Could it stem from guilt? Plausible, though I think not. Depression? No, because I could still move. Trauma? Not in this case, as it had nothing to personally do with me.
Perhaps than maybe deeper, beyond the physical self, far from age or reason, like roots grown deep within the soil, always there yet invisible to the naked eye.
So then what?
Let’s take the current state of society in which the mind is placed.
We are and always have been reactionary beings, jumping to conclusions without fully taking the time and energy to understand or explore where these irrational compulsions come from.
So the year is 2020 and we are still at one another’s throats.
Not a day goes by that I don’t get a phone call whether or not I am willing to vote. Not a day goes by that I don’t see one side of the argument ready and willing to cut the other’s throat. Not a day goes by where I don’t get the impression that peace is just dependent on war, like an inside joke I just don’t get the humor.

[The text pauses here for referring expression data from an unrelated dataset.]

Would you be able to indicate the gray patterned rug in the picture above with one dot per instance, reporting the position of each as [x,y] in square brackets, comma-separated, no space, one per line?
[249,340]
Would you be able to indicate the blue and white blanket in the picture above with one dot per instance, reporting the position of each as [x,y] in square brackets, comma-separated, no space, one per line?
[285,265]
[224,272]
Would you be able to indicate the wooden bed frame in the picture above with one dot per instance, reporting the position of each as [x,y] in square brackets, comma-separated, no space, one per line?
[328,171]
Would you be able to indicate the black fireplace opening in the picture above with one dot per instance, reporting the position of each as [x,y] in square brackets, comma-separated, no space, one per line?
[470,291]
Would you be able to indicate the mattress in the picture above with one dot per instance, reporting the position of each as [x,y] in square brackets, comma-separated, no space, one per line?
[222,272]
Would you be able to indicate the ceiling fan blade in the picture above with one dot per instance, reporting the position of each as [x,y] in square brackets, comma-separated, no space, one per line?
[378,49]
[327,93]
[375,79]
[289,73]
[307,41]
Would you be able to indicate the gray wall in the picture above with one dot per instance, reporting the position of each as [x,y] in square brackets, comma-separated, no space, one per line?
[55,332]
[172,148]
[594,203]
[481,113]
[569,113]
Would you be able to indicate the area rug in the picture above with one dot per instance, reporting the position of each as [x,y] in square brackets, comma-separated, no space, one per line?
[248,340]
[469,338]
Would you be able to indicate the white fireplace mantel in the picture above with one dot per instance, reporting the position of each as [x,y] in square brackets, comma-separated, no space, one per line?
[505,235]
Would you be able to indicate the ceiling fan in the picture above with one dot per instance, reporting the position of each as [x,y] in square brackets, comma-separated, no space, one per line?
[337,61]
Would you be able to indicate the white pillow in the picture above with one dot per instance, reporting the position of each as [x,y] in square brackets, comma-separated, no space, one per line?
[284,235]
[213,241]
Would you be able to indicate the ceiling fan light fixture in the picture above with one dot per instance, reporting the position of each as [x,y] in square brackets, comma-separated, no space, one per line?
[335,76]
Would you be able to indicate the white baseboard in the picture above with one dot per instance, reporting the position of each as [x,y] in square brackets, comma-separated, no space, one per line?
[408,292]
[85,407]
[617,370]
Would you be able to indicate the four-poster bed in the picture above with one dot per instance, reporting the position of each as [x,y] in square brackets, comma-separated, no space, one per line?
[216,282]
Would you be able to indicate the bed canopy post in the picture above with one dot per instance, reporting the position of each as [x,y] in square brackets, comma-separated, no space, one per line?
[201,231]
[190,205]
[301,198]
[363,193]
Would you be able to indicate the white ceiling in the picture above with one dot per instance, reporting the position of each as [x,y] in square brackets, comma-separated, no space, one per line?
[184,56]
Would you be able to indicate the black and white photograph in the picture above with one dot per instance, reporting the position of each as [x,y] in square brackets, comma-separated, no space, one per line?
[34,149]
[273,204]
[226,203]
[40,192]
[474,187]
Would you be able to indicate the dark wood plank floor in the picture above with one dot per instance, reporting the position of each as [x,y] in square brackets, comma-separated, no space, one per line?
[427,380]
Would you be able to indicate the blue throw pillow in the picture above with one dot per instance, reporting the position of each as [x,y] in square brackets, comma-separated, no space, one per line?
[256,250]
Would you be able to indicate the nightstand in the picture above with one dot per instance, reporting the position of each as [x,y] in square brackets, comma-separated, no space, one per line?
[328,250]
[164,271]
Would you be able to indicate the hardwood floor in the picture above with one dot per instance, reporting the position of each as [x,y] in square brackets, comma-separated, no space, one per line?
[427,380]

So it’s within this grey area that I swim where both sides of the equation continue to expel these deep seeded emotions from within.
Had it not been for the open minded, tirelessly educated guidance and good nature of a mother, I may have gone another way years ago, though still I stay afloat while the undertow continues its torment.
So it seems here, now, in the mornings clean light, where all that I can do is observe—in nature that surrounds—human nature take its course.
I know who I am. And I know my intentions are good. Sometimes our actions speak louder than words but for most of us, words just don’t seem to be heard.
But that’s no reason to destroy what you can’t control.
So for those who cannot express or explain this current state of extremes we face both alone and together, I suggest this: be a beacon of hope.
Because what we know today, with or without our help, will surely change tomorrow.
So even in my darkest hours, I know, hope will never falter, light will find a way, and tides will turn, if not now, then surely another day.